Les glaces fondent partout sur la Terre, les mers s’élèvent d’un demi-centimètre par an, la Banque mondiale annonce plus de 200 millions de réfugiés du climat d’ici 2050. Et on doit entendre que tout cela ne serait que fariboles, masquerait une volonté de certains de supprimer la liberté de manger ce qu’on veut, de se déplacer comme on veut, de se chauffer comme on veut.
Six des neuf limites écologiques planétaires sont déjà franchies
René Longet
En réalité, six des neuf limites écologiques planétaires sont déjà franchies, un tiers de l’humanité vit dans des régions où l’eau manque, le climat entre dans une période d’instabilité majeure, la biodiversité s’effrite. Ce n’est plus d’environnement («ce qui nous entoure») qu’il faut parler, mais des bases de la vie humaine sur cette Terre («ce qui nous porte»).

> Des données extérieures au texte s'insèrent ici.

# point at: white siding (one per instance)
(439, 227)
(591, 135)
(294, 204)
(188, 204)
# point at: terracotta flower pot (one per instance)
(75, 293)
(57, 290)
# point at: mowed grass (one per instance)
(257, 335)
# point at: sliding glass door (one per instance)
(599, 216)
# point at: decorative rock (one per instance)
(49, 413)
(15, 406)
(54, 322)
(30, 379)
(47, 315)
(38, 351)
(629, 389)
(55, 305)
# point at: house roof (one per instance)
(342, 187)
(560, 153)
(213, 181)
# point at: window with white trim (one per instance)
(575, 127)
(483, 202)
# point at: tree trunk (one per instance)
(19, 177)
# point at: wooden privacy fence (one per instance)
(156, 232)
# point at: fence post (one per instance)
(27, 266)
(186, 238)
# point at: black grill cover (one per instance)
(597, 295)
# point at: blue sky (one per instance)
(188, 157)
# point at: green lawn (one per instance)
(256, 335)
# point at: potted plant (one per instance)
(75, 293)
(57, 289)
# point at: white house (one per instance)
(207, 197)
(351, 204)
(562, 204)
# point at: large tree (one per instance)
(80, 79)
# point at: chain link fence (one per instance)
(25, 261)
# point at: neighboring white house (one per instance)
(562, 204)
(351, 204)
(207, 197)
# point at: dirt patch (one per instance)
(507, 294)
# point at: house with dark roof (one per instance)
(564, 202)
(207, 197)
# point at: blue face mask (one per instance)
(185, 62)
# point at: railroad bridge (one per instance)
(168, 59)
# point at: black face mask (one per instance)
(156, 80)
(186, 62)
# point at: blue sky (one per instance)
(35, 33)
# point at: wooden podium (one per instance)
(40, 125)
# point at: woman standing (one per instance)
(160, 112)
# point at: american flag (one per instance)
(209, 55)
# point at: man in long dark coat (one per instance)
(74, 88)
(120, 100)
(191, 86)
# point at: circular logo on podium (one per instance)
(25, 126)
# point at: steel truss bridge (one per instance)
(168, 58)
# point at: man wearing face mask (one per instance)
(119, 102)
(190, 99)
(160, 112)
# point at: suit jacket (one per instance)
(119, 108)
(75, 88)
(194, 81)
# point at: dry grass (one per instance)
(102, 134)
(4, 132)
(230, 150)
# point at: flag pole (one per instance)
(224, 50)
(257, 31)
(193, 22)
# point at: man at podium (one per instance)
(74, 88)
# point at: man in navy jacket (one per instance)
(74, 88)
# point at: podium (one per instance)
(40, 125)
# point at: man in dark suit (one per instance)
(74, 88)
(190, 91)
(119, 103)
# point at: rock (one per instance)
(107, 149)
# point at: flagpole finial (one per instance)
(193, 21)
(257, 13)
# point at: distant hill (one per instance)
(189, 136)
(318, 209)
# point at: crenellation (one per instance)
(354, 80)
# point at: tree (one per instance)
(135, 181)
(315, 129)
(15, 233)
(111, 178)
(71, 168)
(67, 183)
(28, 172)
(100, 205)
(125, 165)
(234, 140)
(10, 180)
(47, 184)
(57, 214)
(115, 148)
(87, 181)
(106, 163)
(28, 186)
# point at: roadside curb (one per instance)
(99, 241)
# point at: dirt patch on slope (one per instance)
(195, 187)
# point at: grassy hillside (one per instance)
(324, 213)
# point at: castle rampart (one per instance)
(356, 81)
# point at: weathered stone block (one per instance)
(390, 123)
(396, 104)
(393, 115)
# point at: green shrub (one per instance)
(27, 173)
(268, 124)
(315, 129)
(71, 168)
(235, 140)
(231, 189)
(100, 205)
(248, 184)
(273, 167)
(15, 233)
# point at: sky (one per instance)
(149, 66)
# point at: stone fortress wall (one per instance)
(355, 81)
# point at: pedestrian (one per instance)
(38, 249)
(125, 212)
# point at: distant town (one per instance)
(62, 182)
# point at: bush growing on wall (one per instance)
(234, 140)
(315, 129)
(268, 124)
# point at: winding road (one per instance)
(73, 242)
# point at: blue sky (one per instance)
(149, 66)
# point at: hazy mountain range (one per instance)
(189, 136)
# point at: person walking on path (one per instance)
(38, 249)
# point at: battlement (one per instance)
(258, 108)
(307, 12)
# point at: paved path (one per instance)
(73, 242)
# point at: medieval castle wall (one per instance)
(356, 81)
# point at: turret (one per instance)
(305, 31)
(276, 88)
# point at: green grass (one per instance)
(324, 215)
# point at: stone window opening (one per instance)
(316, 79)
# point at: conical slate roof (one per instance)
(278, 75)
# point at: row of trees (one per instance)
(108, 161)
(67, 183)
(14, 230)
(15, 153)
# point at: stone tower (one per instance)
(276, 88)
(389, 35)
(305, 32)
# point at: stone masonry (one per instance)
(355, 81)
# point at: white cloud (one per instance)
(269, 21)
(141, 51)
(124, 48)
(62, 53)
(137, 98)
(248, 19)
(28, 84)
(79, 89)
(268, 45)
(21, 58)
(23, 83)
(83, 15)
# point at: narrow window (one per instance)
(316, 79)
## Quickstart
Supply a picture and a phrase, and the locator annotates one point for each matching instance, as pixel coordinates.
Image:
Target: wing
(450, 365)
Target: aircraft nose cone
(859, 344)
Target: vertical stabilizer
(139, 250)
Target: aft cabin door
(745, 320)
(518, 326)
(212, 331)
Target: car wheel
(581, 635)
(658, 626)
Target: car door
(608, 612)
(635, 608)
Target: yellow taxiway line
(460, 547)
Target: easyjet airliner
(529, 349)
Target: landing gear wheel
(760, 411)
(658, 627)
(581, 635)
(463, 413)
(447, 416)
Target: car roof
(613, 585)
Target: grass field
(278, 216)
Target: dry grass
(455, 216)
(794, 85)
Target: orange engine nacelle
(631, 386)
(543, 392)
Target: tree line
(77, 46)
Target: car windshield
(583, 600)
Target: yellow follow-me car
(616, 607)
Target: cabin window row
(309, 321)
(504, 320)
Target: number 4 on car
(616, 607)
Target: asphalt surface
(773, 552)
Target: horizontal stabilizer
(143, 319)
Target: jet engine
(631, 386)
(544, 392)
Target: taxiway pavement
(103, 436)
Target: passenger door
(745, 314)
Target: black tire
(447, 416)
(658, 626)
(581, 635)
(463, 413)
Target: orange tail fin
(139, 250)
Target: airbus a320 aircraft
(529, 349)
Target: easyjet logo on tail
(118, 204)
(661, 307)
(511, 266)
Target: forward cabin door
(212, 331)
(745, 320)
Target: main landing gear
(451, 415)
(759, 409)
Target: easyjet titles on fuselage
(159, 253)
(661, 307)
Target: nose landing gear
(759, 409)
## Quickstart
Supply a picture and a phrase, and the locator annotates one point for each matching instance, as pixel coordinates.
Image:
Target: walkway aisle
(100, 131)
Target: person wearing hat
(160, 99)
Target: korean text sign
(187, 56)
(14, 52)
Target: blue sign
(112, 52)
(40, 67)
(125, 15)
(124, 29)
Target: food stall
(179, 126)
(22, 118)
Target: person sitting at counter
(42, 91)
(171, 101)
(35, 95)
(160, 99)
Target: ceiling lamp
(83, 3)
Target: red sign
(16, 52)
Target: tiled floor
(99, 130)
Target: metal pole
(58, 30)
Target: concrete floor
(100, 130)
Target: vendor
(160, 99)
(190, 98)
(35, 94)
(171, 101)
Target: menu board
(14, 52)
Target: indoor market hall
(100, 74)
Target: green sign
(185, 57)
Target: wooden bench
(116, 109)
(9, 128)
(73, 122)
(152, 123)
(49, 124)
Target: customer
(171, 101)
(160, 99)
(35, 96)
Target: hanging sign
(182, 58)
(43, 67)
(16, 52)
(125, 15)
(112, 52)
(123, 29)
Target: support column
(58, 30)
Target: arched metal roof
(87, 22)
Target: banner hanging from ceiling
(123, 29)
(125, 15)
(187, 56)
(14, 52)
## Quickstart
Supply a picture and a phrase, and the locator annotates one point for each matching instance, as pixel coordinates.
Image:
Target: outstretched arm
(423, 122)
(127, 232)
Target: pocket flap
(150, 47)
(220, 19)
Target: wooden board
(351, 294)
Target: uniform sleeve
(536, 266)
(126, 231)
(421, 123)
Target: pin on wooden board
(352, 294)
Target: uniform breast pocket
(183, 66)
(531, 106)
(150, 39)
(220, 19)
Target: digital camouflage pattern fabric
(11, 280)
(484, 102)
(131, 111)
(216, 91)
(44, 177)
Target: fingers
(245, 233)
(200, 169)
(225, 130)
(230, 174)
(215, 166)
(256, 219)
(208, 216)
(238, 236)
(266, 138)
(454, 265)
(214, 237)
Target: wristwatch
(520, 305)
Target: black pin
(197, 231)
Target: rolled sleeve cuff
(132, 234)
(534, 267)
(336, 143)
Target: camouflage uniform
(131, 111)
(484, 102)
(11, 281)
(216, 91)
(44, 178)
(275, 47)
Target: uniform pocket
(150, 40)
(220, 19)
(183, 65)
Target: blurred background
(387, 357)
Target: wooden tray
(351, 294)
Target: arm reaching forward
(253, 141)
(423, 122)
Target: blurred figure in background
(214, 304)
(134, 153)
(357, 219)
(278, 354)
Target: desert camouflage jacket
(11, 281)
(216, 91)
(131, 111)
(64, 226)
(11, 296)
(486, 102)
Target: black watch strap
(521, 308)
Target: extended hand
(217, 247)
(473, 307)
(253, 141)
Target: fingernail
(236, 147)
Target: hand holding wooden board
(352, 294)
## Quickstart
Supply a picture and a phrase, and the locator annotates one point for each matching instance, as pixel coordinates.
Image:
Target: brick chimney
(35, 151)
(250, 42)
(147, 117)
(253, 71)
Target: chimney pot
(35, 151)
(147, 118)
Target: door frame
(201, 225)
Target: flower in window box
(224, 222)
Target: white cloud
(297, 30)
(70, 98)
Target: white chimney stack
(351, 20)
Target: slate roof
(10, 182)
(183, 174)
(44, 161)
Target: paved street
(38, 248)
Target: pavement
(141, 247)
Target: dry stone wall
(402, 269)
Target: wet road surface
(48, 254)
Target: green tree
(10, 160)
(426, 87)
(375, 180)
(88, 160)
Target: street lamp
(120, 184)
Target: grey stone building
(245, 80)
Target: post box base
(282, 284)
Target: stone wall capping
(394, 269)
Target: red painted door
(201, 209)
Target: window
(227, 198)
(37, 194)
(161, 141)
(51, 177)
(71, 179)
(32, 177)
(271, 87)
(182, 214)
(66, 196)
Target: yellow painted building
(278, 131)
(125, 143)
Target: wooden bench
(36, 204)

Mais une bonne partie de l’humanité se rebiffe. Le monde de la consommation (on devrait dire consumation) reste toujours aussi attractif, pollue les esprits. Société du prêt-à-jeter, où la course au bon marché se paie cher, mais où l’augmentation des inégalités rend quasi impossible la vérité des prix, et les bons choix inaccessibles à bien des consommateurs, désormais livrés à la malbouffe. Société de l’irresponsabilité organisée où l’on reste déconnecté des effets de ses actes, illustrée par la diffusion globale des particules de plastique et des micropolluants.
Ce grand retour en arrière, relayé par les mouvements populistes en progression presque dans tous les pays, doit être combattu. Par exemple en montrant qu’il ne s’agit pas d’être contre LA voiture, mais d’en faire bon usage. 80% des parcours sont accomplis avec une seule personne à bord et 50% des immatriculations nouvelles sont des SUV émettant 30% de CO2 de plus qu’une voiture ordinaire, parfaitement inutiles dans nos quartiers urbains.
«L’image que nous avons devant les yeux est folle: c’est celle d’une humanité qui engouffre 300 millions de tonnes de viande par an», souligne le neurologue français Sébastien Bohler dans son livre «Le Bug humain»*. Or, la consommation de viande transformée est cancérigène et la nourriture des animaux de boucherie en bonne partie du soja planté sur la destruction de la forêt tropicale, biotope-clé pour le climat et la biodiversité...
Si nous roulions moins, avec un meilleur taux d’utilisation et des véhicules moins puissants, si nous ne mangions que de la viande d’herbivores se repaissant d’herbe de proximité, ce serait déjà une bonne avancée. Toutefois, tant la viande que la voiture sont des marqueurs sociaux et psychologiques puissants – dont il faut maintenant se libérer.
*«Le Bug humain», éditions Robert Laffont, 2019, 267 pages, 32,60 francs.